The team used a Cox proportional hazard to evaluated patient-reported outcomes, disease activity scores, and symptom duration with initial medication failure within 9 months of diagnosis and used multivariate mixed effects linear regression to evaluate the association of symptom duration with disease activity scores.

The study included 58 pediatric patients, 35% of which had oligoarticular JIA. Almost half of the patients in the study failed initial therapy within 9 months. The unadjusted analysis showed higher energy (HR, 0.82; 95% CI, 0.69-0.99; P = 0.04) and longer symptom duration (HR, 0.96; 95% CI, 0.93-0.99; P = 0.03) at diagnosis were protective factors against medication failure.

Associations

The adjusted analysis showed symptom duration prior to diagnosis was protective against medication failure (HR, 0.95; 95% CI, 0.92-0.99; P = 0.02). However, the investigators did not find an association between medication failure and pain, psychiatric symptoms, or disease activity scores.

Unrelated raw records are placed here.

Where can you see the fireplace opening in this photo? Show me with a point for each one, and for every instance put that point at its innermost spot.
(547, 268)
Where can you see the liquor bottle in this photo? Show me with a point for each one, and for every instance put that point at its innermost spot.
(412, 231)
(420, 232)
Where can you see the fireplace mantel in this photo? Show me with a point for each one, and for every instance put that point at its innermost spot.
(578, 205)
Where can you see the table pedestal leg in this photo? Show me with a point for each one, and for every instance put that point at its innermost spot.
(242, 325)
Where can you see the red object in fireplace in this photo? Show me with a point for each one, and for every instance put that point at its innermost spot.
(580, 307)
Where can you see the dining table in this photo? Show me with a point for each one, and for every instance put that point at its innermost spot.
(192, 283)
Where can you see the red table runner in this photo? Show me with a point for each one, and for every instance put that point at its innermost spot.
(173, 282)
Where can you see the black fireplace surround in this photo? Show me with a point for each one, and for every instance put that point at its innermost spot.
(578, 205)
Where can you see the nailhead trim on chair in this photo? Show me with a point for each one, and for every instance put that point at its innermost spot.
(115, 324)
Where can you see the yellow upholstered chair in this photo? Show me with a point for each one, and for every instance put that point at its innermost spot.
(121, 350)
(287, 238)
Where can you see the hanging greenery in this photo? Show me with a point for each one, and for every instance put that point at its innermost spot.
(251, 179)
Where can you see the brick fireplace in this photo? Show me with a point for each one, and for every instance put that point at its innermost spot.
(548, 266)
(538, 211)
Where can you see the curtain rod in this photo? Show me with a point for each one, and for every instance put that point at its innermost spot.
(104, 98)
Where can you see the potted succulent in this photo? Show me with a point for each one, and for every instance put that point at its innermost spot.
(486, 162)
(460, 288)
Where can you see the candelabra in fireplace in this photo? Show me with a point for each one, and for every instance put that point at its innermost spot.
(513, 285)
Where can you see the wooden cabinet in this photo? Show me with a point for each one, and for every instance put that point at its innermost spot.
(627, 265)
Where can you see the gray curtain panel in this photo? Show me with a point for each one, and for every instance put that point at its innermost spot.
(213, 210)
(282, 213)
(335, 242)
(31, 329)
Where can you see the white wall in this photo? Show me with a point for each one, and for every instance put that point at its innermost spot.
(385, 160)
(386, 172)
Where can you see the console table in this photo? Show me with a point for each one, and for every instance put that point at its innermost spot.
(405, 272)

In addition, there was a positive association with longer symptom duration and higher disease activity at 30 and 60 days. However, this was not sustained.

“Higher energy levels and longer symptom duration are protective against initial JIA treatment failures,” the authors wrote. “Initial treatments informed by patient-reported data could lead to more successful outcomes by changes in treatment paradigms.”

The study, “Association Between Patient-Reported Outcomes and Treatment Failure in Juvenile Idiopathic Arthritis,” was published online in ACR Open Rheumatology.